On May 1st, Google’s Head of Webspam Matt Cutts published a video in his series of Google Webmaster Help videos, answering the question, “What’s the latest SEO misconception that you would like to put to rest?”
For some reason, Matt decided to focus upon patents, with a video about people possibly placing too much faith in what is uncovered in patents related to search engines. To a degree, I agree with his response, but I was reached out to by a number of people who saw the video as something aimed specifically at me, since I write about search related patents so often. I felt that I had no choice but to respond. Here’s the video from Matt:
Jennifer Slegg gave me a chance to respond to Matt’s video, in her post, Matt Cutts Tells SEOs to Stop Worrying About Google Search Patents, and I appreciate her letting me say a few words there, but I wondered if it was enough. I reached out to Matt on Twitter, and he provided some of his thoughts about the video there:
The Google Patents Mentioned in the Video
As for writing about patents, including the two that Matt specifically mentions in the video, I’m guilty as charged. Here’s what I wrote about one of the patents, Ranking Documents, last year:
What I didn’t write was something along the lines of – Any SEO could damage your site as a spam site, and I responded to that post with this comment:
One thing that is very important to note here as well, is that while the version of the patent I wrote about was filed in 2010, the original version of the patent was filed in 2005, and it’s very much possible that even if Google might have considered implementing what is described within the patent filing, that it’s something they may have never decided to use, or tried and quite possibly replaced with a different approach.
The other patent mentioned by Matt was “Information Retrieval based upon Historical Data.” This patent was discussed in a great number of places, and I wrote about it in detail in forums, and in comments on other blogs. I recently called the patent one of the most important to be issued relating to Search Engine Optimization in the post, Revisiting Google’s Information Retrieval Based Upon Historical Data, where I wrote this:
One thing that caught many eyes at the time was that one of the named inventors on the patent was Google’s Head of Webspam, Matt Cutts, who was well known in the community for his interactions with forum members on behalf of Google, and his participation in conferences and with the press. (Actually the whole roster of inventors listed on the patent is like an all star team of search engineers.)

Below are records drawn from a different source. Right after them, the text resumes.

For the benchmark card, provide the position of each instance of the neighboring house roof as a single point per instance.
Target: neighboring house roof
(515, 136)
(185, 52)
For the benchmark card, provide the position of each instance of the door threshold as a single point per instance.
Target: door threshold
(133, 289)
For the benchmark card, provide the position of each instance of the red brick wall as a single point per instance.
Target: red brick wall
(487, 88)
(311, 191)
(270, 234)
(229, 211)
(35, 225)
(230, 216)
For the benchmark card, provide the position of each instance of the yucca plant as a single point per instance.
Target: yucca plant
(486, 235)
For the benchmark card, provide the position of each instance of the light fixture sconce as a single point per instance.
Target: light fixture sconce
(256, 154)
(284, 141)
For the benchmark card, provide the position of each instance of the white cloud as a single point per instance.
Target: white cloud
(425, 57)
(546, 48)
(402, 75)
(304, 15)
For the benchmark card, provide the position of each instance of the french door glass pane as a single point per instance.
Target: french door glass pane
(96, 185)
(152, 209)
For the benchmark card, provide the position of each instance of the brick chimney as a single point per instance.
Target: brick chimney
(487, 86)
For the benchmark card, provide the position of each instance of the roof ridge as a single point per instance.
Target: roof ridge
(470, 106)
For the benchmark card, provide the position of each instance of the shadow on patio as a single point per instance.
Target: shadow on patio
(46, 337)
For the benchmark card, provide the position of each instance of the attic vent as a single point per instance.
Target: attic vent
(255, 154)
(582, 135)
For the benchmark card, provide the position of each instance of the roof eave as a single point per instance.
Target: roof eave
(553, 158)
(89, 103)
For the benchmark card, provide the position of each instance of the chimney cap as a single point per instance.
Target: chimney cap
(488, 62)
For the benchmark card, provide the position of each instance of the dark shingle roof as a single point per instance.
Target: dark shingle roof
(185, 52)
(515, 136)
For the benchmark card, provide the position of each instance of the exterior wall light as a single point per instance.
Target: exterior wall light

Another was that it said things like the amount of time a domain name was registered might be an indication of whether or not it was intended to be a spam site – with spammers usually only registering a site for a year, and people more “serious” about their businesses registering their sites for longer.
Matt went on to rebuff that assertion more than once since the patent was published, but hosting businesses such as GoDaddy caught wind of it, and used the FUD (fear, uncertainty, and doubt) behind the patent as a selling point to try to get people to register their domains for longer than a year. Regardless of whether it was true or not, they saw the possibility of using the information within the patent as a path to more profits.
Learning From Patents
One of the main reason why there are patents is to enable people to learn from them. As the USPTO notes about patents:
A patent is an intellectual property right granted by the Government of the United States of America to an inventor “to exclude others from making, using, offering for sale, or selling the invention throughout the United States or importing the invention into the United States” for a limited time in exchange for public disclosure of the invention* when the patent is granted.
A presentation from the World Intellectual Property Organization, Using patent information for policy and business analysis (pdf), is even more clear on the topic:
Patents give the owners a right to prevent others from carrying out the invention (manufacturing or marketing) but not from learning from the invention.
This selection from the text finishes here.